Recently my grandmother got close to me and whispered in my ear something she has told me since I can remember, “The most valuable perfumes come in the tiniest bottles.” Like she did when I was young, she was trying to make me feel better after someone has poked fun of me for being 4’11 ½” tall. So I credit my grandmother some for my appreciation of all things tiny, small, little, or diminutive. In fact, like many people, I am very fascinated by small objects. Some of my most favorite material possessions are those that I can hold in one hand.
In college I found some instructors asking me, “Why are you scared to work big?” I have never been scared to do big work, nor I am incapable of creating larger pieces. I choose to work small. I really don't see why to take up more space if you can accomplish your goal on a smaller canvas. Plus, I find it more challenging to create work on a limited surface area than when the sky is the limit. Every brushstroke that you position on a tiny canvas has to be highly important. You must edit perfectly so that the art work is complete, but not crowed-no needless lines, dots, colors, etc. This also applies to symbolism/ meaning. If there is a statement that is needed to be expressed, it must be done with precision within the boundaries allowed.
Another characteristic that I enjoy about smaller scale work, whether in my work or in work by other artists, is the sense of intimacy that comes from standing inches from an art piece.
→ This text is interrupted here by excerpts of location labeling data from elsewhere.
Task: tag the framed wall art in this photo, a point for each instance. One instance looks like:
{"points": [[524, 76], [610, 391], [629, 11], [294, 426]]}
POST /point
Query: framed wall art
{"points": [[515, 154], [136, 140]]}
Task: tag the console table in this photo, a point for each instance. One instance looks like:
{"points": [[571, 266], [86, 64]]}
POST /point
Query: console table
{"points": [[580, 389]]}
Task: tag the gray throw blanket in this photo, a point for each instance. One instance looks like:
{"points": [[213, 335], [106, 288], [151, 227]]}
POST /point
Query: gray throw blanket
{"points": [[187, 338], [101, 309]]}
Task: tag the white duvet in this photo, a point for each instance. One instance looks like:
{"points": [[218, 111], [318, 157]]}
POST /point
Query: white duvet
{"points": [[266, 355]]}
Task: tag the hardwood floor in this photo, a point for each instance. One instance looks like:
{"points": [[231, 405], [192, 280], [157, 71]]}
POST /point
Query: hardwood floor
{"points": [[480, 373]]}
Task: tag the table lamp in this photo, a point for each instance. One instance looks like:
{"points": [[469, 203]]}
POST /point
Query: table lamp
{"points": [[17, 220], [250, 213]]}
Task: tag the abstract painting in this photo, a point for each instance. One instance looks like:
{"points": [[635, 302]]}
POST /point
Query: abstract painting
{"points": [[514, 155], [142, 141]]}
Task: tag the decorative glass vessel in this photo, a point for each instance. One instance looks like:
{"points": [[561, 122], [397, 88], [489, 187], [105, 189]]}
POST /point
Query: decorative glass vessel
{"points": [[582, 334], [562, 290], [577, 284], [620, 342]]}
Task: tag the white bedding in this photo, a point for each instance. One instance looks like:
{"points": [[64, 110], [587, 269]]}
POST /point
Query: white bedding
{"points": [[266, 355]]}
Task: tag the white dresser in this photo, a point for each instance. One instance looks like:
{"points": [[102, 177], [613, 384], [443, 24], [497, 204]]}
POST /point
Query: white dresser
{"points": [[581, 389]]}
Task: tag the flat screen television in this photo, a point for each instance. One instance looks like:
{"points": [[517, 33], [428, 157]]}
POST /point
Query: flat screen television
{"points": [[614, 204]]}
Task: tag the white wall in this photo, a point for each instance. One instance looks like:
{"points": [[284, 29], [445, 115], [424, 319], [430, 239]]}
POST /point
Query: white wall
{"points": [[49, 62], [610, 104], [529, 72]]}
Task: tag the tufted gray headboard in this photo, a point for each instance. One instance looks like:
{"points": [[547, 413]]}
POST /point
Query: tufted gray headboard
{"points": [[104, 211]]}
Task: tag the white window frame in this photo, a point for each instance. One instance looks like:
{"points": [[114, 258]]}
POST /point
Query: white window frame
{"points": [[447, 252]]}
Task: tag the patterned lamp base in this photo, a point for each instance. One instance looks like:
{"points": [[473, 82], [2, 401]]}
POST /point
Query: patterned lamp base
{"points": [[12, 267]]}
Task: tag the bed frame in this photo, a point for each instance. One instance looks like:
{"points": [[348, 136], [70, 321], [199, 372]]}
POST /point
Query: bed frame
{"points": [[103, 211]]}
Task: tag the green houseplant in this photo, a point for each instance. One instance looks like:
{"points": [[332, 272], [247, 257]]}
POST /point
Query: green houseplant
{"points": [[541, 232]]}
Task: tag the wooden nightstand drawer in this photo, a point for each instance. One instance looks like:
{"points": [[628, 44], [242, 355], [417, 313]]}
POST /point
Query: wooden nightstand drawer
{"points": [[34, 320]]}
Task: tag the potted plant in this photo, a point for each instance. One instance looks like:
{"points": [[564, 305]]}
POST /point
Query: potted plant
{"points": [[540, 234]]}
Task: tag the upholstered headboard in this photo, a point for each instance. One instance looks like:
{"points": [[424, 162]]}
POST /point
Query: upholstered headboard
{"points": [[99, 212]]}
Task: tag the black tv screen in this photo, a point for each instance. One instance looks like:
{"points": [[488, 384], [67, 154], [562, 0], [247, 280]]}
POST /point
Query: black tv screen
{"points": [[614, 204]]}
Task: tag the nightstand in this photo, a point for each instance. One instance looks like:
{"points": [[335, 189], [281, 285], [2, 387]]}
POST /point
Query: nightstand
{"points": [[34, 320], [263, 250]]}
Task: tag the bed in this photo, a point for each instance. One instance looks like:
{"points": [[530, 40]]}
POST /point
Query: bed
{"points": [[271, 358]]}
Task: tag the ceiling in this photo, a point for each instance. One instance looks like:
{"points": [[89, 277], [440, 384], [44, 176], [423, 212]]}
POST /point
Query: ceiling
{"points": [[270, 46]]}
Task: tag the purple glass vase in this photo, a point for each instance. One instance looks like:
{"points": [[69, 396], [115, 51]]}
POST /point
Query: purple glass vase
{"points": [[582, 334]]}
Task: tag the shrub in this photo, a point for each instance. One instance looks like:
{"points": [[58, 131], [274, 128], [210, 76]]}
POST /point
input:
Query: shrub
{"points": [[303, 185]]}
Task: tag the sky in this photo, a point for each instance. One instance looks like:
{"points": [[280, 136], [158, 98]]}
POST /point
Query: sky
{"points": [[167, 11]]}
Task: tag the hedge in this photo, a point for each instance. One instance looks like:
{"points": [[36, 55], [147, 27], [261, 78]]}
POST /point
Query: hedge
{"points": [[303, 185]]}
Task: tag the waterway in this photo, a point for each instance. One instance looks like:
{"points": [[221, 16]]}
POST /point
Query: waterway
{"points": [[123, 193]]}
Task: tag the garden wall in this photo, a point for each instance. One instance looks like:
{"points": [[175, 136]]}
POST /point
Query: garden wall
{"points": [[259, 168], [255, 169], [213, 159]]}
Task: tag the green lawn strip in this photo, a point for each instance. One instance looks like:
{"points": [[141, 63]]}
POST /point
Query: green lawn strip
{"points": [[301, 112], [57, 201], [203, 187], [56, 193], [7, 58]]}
This intimacy is also a result of the ability for portability provided by small objects, and the idea that we all have the space for them in our lives.
What got me thinking about the value of small art works is an e-mail I received regarding the artist Peggy Preheim. The Philbrook Museum of Art continues to exhibit work by this talented contemporary artist. Her work is small, but impacted with meaning and crucial details that require wonderfully close and extensive analysis. Her work, like many small works, at a distance appear to be quiet and delicate. Instead, they are strong in symbolism, composition and technique. I encourage you to visit Philbrook and experience the sight of 55 of Preheim’s drawings, photographs, and sculptures--up close and personal.
The challenges may be different, but work that is small in size is just as important and as valuable as larger pieces. They require talent, vision, and perfected techniques to make them successful—no different than larger works.